I attended the October 14 Special Meeting & Workshop of the Swansboro City Council. The first half of the meeting consisted of presentations by four experts concerning off-shore oil drilling and seismic surveys.
Greg Rudolph opened with an overview of the off-shore drilling process, a general overview of seismic blasting, what the oil industry expects to find on our coast, the minimum time frame in which things might happen, locations, and some projected revenue numbers, along with how revenue may or may not be shared.
I took away a few things from his presentation. I was surprised to hear that the area that is expected to be the most productive is mostly inside the 50 mile exclusion zone. Apparently, that’s why our governor is working to reduce the exclusion zone to 30 miles. Another item that struck me was that outside 3 miles distance from our coast, there is no current law that says the federal government has to share any of the revenue with the state. A revenue sharing agreement must be passed by the U.S. legislature before North Carolina would get any money from off-shore drilling, unless it was right on our coastline (within 3 miles). Even if the state did get money from the federal government thanks to some kind of revenue sharing legislation, the State of North Carolina, would get first dibs on the money, and it’s unlikely that much, if any money would flow down to the local level.
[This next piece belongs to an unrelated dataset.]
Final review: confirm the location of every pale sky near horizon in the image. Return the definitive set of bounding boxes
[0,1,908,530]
Our next speaker was Dr. Douglas Nowacek. He explained what we do and do not know about the impacts of seismic air guns (used for seismic surveys) on marine wildlife. The good doctor explained that, although we haven’t documented immediate harm to individual marine animals, we have lots of evidence that would lead a rational person to conclude that constant loud noises (seismic airguns are the loudest sound humans put into the ocean, and seismic surveys continue through the drilling process) displace, disrupt, and otherwise annoy the creatures that are bombarded with them. He pointed out that noise levels were shown to change foraging patterns, cause animals to eat less, negatively impact reproduction, and other things you’d expect if an animal was under stress from repeated loud noises. Seismic airguns are very loud, and they can be heard for thousands of miles.
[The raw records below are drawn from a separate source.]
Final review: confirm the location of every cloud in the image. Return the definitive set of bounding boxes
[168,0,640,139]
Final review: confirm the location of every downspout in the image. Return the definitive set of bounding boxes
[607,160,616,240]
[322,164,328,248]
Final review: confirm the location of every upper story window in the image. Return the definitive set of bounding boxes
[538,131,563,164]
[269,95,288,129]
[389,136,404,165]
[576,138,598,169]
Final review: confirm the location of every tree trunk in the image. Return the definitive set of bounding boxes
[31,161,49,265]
If you guessed that, in the interest of getting all sides of the story, the next speaker would be an industry shill, you’d be right. I must say that he was well chosen, in that he claims to have grown up in the area and has the area’s best interests at heart. David McGowen, the Executive Director of the North Carolina Petroleum Council took the stand and told us that there was no conclusive evidence of adverse effects on marine wildlife by seismic testing. To be fair, he was very respectful of the previous two speakers. However, his job was to allay our fears and convince us that there was great economic opportunity, and little to no danger of environmental damage. He also pointed out that the public is allowed to comment at every stage in the permitting process, in a bid to convince the council that it didn’t need to take any action in the near term. If you want the details of David’s presentation, you can get his sales pitch from Energy Tomorrow’s web-site.
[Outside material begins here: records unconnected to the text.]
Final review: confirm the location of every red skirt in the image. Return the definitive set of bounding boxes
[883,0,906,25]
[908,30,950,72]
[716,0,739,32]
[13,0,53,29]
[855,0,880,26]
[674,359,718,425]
Our final speaker was Jessie Hawkins. Jessie had a long resume’ that I didn’t manage to scribble into my notes, but I did catch that he was with the Division of Marine Fisheries for 30 years. What was most obvious about Jessie was that he is passionate about fish and the unique features of North Carolina’s coast that support them. He pointed out that North Carolina gets around a billion dollars a year from sustainable commercial fishing and tourism. He described what makes our estuaries and coastal waters unique and invaluable. He also pointed out that there is a lot we don’t know about the deep water spawning areas along our coast and how they might be impacted by oil drilling. Mr. Hawkins did an excellent job of explaining why we shouldn’t be too quick to gamble with our natural resources. He even suggested that a more sustainable solution might be to build wind farms to harvest the huge wind potential along our coast.
My thoughts on all this, are in line with Jessie Hawkins. I think we need to stop gambling with our natural resources to drill for fossil fuels when we know fossil fuels are not sustainable. You probably expected that from me. However, I have another thought: If we did get 55,000 jobs, as the proponents advertise, those jobs would come with the infrastructure that accompanies dirty industry. If you haven’t been to New Jersey, I suggest you fly into the Newark airport and check out the coast of New Jersey as you make your final approach. If you don’t want to visit NJ, try Houston. There is a reason why people come to North Carolina to enjoy the beach, and there is a reason why I live here, and not on the coast of New Jersey. Sure, economic development is a great thing, but the oil industry would destroy everything I love about eastern North Carolina. If I wanted to live in a booming metropolis and get up every morning to the smell of crude oil, there are lots of places I could go. I live here because the air is fresh, the beaches are clean, I can swim in the water, and I can eat the local seafood, among other things. The world doesn’t need more oil. The world needs clean, safe water and an environment that provides us with food and a good life.